Hoy te he llamado, pero como siempre no has contestado, no has dado señales de vida, no he podido tener ni siquiera una prueba de tu existencia actual. Como siempre mi reacción ha sido la misma, como siempre que te he necesitado y me he tenido que contentar con tu indiferencia, con tu vacío, con tu no existencia más allá de mi recuerdo. No me acostumbro a no contar contigo, pese al tiempo que hace que no se nada de ti, que ni siquiera se que puede ser de ti o si has cambiado y ya lo que evoca mi recuerdo no tiene que ver en absoluto con lo que ahora eres o representas que eres. Por mucho que te encuentre a faltar, por mucho que te necesite (o yo me lo piense), por mucho que te anhele, sólo puedo contar con tu silencio, con la estática de una conversación que por más que abro el comunicador, no hay nada detrás más que indiferencia, total y absoluta indiferencia, y eso duele todavía más que el silencio, saber que el silencio viene dado porque no hay ningún tipo de interés, no eres capaz de despertar nada más que eso, indiferencia.
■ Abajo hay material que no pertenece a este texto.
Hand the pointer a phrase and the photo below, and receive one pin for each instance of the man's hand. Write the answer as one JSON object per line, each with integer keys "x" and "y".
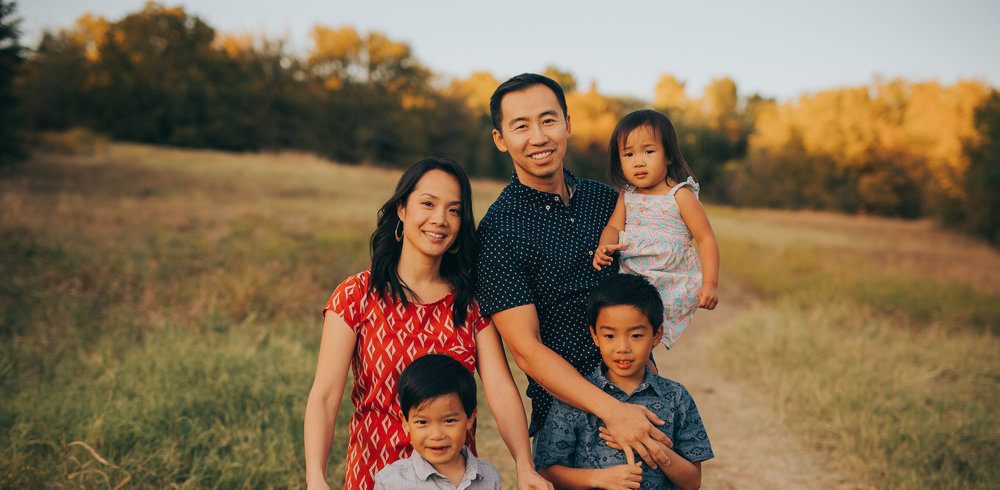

Un día te alejaste de mi sin saber muy bien por qué razón. Las razones aducidas no coincidían con la observación, había demasiadas cosas "extrañas", había muchas incongruencias que yo disculpé, todas y cada una. Pensé que era una cuestión de tiempo que las cosas pudieran aclararse, pero no, o mejor dicho, si, las cosas se aclararon, tuvieron sentido de repente, pero no coincidía en lo que yo había hecho el esfuerzo de creer, era algo mucho más fácil de entender conceptualmente, pero no más fácil de entender emocionalmente. Siempre es duro aceptar una derrota en cualquier terreno, pero en este mucho más, sobretodo cuando has realizado un esfuerzo sobrehumano para justificar lo que tu no te creías, pero tenías la necesidad de creer para no caer inmediatamente en el pozo. Ahora estas en el fondo del pozo, y encima tuyo hay metros y metros de mierda que alguien ha tirado encima tuyo. No puedes salir, necesitas ayuda, la pides, y el silencio te contesta y te desgarra.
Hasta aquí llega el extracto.